Relevant code: src/inference/local_embedder.rs, src/inference/pipeline/, src/daemon/state/mod.rs (local_embedders DashMap).

Encrypted Pipeline

When encrypted_pipeline: true is enabled (globally or per-model), the pipeline scheduler forces the requesting node to handle both the first and last segments. This creates a "boomerang" topology:

Requester (shard 0, embed) → Remote A (middle shards) → ... → Requester (final shard, decode)

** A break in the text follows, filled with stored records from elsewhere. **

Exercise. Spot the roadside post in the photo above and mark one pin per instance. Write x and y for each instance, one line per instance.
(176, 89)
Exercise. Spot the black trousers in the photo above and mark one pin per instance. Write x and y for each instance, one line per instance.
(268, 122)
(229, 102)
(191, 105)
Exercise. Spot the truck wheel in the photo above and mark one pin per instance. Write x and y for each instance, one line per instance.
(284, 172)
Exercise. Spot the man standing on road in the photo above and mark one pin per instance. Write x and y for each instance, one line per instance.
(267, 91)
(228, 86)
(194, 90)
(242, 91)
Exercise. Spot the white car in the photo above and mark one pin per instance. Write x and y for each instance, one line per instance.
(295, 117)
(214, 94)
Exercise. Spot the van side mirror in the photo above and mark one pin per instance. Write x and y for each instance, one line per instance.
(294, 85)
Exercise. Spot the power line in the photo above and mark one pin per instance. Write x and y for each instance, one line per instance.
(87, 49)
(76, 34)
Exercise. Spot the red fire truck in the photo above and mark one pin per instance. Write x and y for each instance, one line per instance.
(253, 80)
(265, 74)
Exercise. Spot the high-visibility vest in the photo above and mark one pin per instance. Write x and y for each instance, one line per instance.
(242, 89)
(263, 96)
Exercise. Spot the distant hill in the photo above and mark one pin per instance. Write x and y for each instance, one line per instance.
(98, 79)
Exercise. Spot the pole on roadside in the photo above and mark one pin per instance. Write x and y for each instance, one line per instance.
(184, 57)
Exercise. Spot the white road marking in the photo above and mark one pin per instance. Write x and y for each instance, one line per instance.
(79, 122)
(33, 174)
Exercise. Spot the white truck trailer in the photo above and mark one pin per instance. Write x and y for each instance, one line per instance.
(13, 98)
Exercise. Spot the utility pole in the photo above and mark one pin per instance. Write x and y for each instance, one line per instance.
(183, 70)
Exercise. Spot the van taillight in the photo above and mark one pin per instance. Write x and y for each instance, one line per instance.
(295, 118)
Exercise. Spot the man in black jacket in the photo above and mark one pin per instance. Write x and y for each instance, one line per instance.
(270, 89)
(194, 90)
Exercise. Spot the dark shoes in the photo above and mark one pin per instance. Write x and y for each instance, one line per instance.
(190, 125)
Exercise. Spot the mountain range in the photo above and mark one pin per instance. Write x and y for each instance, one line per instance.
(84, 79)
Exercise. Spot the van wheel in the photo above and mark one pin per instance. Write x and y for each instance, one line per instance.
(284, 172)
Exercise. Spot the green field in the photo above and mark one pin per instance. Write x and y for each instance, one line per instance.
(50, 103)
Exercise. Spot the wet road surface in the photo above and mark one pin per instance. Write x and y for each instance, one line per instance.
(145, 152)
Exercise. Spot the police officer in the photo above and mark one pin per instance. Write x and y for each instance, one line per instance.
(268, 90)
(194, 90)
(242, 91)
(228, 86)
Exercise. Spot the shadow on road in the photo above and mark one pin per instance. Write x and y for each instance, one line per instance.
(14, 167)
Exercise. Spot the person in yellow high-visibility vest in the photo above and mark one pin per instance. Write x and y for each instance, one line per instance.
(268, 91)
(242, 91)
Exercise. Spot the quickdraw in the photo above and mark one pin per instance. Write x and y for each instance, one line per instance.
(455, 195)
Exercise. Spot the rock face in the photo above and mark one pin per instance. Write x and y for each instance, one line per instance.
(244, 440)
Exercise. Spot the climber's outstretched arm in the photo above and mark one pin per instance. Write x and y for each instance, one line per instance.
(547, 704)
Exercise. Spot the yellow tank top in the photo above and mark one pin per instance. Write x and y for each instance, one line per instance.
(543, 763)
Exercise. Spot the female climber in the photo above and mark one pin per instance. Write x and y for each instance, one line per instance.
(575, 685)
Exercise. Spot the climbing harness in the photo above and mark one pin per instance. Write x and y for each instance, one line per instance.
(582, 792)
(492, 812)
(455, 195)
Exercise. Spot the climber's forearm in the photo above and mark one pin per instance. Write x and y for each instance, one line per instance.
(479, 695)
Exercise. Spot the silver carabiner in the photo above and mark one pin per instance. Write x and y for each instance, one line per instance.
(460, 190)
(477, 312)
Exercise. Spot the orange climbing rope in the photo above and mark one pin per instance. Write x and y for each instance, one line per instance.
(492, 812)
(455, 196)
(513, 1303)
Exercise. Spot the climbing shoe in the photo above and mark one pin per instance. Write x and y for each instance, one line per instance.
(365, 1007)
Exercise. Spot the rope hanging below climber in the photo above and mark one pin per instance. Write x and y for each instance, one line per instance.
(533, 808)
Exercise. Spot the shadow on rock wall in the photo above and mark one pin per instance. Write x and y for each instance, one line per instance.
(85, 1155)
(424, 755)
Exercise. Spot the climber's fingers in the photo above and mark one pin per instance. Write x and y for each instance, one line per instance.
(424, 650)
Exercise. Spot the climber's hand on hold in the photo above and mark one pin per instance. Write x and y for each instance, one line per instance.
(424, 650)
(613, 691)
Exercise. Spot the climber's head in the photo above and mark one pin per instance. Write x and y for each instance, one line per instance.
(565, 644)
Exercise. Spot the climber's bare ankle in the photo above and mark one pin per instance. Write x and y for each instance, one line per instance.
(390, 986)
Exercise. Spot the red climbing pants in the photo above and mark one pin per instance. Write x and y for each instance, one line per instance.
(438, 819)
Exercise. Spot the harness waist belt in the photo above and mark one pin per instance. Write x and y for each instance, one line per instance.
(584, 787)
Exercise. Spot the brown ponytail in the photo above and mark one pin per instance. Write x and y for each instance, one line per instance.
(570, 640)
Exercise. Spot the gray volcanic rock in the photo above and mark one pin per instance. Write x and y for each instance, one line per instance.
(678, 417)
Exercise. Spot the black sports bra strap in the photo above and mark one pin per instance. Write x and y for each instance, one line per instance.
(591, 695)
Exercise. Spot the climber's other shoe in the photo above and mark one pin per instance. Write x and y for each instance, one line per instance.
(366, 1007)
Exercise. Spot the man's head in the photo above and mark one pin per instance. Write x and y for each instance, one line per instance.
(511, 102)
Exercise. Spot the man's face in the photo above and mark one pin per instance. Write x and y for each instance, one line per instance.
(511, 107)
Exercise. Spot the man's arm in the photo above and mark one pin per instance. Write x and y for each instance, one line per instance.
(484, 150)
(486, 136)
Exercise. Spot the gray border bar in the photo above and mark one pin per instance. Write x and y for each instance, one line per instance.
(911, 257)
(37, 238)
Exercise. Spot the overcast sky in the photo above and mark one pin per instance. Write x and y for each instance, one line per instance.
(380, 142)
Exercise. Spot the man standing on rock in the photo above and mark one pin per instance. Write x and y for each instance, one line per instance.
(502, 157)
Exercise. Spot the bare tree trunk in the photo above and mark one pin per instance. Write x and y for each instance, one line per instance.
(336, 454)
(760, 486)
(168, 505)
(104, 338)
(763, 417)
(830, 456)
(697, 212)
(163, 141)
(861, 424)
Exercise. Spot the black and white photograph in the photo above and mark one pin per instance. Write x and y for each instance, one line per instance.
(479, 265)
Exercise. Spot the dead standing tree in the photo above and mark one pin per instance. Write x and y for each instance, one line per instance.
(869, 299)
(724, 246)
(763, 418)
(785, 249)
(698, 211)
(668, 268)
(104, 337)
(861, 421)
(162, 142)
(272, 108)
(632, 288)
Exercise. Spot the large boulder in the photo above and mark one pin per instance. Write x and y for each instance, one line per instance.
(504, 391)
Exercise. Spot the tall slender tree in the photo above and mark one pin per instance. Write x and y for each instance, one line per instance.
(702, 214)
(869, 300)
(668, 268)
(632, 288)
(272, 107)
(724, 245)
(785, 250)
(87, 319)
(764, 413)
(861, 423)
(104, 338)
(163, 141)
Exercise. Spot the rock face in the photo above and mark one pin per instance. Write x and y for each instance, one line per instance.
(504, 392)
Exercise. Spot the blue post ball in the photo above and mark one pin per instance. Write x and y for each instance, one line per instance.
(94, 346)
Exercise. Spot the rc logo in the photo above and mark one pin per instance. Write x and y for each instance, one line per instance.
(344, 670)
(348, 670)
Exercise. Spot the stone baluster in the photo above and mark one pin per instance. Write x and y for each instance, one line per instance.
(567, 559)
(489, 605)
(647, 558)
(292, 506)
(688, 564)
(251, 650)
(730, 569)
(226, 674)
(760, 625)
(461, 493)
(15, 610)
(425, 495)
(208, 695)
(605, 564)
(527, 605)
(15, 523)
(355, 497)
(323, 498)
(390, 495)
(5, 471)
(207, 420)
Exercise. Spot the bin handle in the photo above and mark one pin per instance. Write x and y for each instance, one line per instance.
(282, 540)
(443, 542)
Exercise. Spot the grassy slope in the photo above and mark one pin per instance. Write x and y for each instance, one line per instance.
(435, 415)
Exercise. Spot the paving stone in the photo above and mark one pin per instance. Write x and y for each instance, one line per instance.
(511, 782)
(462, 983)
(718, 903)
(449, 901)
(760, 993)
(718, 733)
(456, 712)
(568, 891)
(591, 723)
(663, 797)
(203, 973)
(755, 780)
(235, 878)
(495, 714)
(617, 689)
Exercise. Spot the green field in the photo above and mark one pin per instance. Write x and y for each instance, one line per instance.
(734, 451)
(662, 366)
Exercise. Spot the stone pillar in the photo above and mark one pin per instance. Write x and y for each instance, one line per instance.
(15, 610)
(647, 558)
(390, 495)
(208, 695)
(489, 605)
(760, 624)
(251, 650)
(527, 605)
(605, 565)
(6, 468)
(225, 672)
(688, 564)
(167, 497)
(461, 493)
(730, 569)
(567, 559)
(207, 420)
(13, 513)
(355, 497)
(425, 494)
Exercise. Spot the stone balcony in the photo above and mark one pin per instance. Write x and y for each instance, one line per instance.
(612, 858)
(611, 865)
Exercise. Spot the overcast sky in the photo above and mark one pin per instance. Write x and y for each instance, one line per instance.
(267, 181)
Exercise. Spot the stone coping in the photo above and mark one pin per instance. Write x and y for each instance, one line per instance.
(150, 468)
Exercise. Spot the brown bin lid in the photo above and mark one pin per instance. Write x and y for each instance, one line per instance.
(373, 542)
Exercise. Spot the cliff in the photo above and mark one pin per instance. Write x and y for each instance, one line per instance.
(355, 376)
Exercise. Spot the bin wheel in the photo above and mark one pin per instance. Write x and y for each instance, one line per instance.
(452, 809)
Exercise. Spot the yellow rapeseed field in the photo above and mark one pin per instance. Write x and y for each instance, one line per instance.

No remote node ever sees plaintext — neither the raw prompt tokens nor the generated output. Remote nodes only process intermediate hidden-state activations.

Requirements:

  • The requesting node must hold shard 0 (embedding table) AND the final shard (output head)
  • local_embedding_privacy is auto-enabled when encrypted pipeline is active
  • Only useful for models with 3+ shards (2-shard models = fully local, no distribution)

Overhead:

  • Adds ~1 extra network RTT per generated token (activations must return to the requester for final decoding)
  • Latency increase depends on distance to the furthest remote segment
  • No bandwidth overhead vs normal distributed inference (activation sizes are the same)

Per-model configuration:

  • API: GET/PUT /api/admin/models/{id}/encrypted-pipeline
  • Dashboard: gear icon on model card → "Encrypted pipeline" checkbox
  • Global fallback: encrypted_pipeline = true in [inference] config
  • Per-model overrides are persisted to the database

Relevant code: src/inference/scheduler/mod.rs (greedy_assign), src/inference/pipeline/ (auto-enable local embedding), src/api/admin_models/mod.rs (API endpoints), src/daemon/state/mod.rs (encrypted_pipeline_models DashMap).

Known Limitations

These are architectural properties that cannot be fully mitigated with code changes:

  • Gossip epoch key is publicly derivable — derived from "swarmllm-mainnet-v1". Gossip encryption is defense-in-depth; Ed25519 signing is the primary security mechanism.
  • Final-segment output visibility — the node running the last transformer layers sees all generated tokens before pipeline sealing encrypts them. This is inherent to the architecture (see Pipeline Privacy Model).
  • Activation inversion — hidden-state tensors passed between nodes can theoretically be inverted to recover input, especially from early layers. local_embedding_privacy eliminates the trivial case (embedding lookup reversal). Deep-layer inversion remains an open research problem.
  • Byzantine tensor manipulation — malicious peers can send garbage activations. Mitigation: probabilistic spot-check validation (5% rate, 25% for subnet-clustered peers) with trust score reduction on failure.
  • Sybil credit farming — Ed25519 keys are free. Anti-gaming heuristics help but are not bulletproof.
  • GGUF parser vulnerabilities — llama.cpp CVEs. BLAKE3 content hash gates shard loading but parser bugs remain upstream.
  • Kademlia eclipse attacks — strategic Sybil node IDs can control DHT routing. K-bucket eviction policies help.